Edmund Albert (Ted) Colson was born near Quorn in the Flinders Ranges on 3 June 1881. When he was 15 years old he moved with his father to the Western Australian Goldfields. In 1904 he married Alice Jane Horne at Kalgoorlie. In 1917 Ted Colson and his wife moved to Victoria where he worked on construction projects and he later started his own transport business. In 1927 he and his wife moved to Oodnadatta where he worked on the construction of the railway line from Oodnadatta to Alice Springs. In the following year he made an exploratory trip westwards into the Musgrave and Mann Ranges. In about 1929 he acquired a motor car and made several more trips westwards from Oodnadatta into the Central Australian Aboriginal Reserves, pioneering a motor track to the Musgrave Range. In 1930 he was employed by the anthropologist, AP Elkin (see AA 86), as driver on Elkin's survey of the social organization and kinship systems of the Aboriginal people west and north-west of Oodnadatta, and drove Elkin through the Musgrave Ranges and then back to Alice Springs via Charlotte Waters.

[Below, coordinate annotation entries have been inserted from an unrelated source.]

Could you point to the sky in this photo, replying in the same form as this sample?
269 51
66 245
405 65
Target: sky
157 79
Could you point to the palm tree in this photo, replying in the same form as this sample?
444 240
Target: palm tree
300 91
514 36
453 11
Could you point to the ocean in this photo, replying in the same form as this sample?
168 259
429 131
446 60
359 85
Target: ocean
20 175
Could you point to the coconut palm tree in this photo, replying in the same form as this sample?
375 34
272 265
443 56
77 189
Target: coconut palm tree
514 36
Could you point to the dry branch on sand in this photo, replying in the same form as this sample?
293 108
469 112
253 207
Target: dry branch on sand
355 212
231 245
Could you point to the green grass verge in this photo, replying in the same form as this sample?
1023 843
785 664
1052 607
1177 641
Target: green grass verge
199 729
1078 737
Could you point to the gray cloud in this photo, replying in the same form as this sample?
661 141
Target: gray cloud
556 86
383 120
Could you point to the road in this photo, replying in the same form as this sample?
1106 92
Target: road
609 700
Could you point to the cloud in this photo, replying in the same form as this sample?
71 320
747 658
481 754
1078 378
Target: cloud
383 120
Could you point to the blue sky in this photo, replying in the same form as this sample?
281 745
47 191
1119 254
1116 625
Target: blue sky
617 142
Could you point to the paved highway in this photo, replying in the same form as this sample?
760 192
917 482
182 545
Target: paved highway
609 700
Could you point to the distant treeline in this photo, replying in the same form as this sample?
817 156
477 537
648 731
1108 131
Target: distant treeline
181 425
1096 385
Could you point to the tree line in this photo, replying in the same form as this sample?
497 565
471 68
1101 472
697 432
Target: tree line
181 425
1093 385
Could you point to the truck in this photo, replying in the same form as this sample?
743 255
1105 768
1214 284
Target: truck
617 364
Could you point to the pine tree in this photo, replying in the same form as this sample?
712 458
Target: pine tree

Later that same year he was employed by Michael Terry (see AA 333), a prospector and adventurer, as a cameleer and guide on a prospecting expedition to the Musgrave, Petermann and Tomkinson Ranges.
In 1931 Colson acquired the lease to Bloods Creek Station, north-west of Oodnadatta, where he ran sheep and operated a store, while continuing to make occasional trips westwards into the Central Reserves. In 1936 Colson and an Antakirinya man, Eringa Peter, successfully crossed the Simpson Desert with camels. Colson later established the Colson Trading Company at Finke in the Northern Territory.
Ted Colson was killed in a car accident near Balaklava, north of Adelaide, on 27 February 1950.
The State Library of South Australia has a small collection of Colson's papers, correspondence and maps etc (Acc. No. D5830).
The Fisher Library at the University of Sydney has a collection of correspondence between Elkin and Colson, relating mainly to Elkin's 1930 expedition to north-western South Australia.